Mexico opens door to going naked on oil hedge
MEXICO CITY (Bloomberg) - Mexico is evaluating locking in oil prices for next year and will inform the public “if we do it,” said Deputy Finance Minister Gabriel Yorio, who appeared to leave the door open to refraining from carrying out the world’s largest oil hedge.
Mexico usually buys put options from a small group of investment banks, starting as early as May, in what’s considered one of Wall Street’s largest -- and most secretive -- annual oil deals.
This year, the country decided to change the hedging formula to reflect incoming regulations on fuel oil, and in July said it had concluded that process.

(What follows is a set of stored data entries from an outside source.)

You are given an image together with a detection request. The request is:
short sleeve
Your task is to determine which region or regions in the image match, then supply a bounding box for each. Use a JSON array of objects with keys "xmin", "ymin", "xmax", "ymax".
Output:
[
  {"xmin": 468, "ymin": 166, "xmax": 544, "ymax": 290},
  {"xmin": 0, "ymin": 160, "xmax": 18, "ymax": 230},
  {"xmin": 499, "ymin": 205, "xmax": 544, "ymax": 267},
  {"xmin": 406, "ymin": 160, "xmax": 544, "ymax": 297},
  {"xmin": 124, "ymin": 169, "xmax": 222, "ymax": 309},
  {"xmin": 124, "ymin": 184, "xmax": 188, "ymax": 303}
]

Since then, it hasn’t stated whether it’s begun the hedge or not.
“We’re evaluating it. And if we succeed at doing it, or if we do it, we’ll communicate that at the end,” Yorio told reporters after he was confirmed as deputy minister by lawmakers Tuesday. Asked if Mexico has had difficulties with the hedge this year, he said that “it’s a markets issue that I can’t discuss right now.”
His conditional phrasing is a departure from past ministry officials, who usually communicate their desire to do so, especially this late in the year. It even represents a shift from then Finance Minister Carlos Urzua, who told Bloomberg in January that Mexico planned to hedge for 2020.
In 2018, the hedge had already begun by mid-year, in 2017 Mexico took its first steps to do so in June, and in 2016 it began in June. Prior to that, the usual hedging period had been late August to late September.
Mexico has spent around $1 billion annually in recent years to hedge against fluctuations in prices to prevent an impact on government revenue. It has made money at least three times since buying put options almost every year starting in 2001. That included a record payout of $6.4 billion in 2015 after oil prices crashed.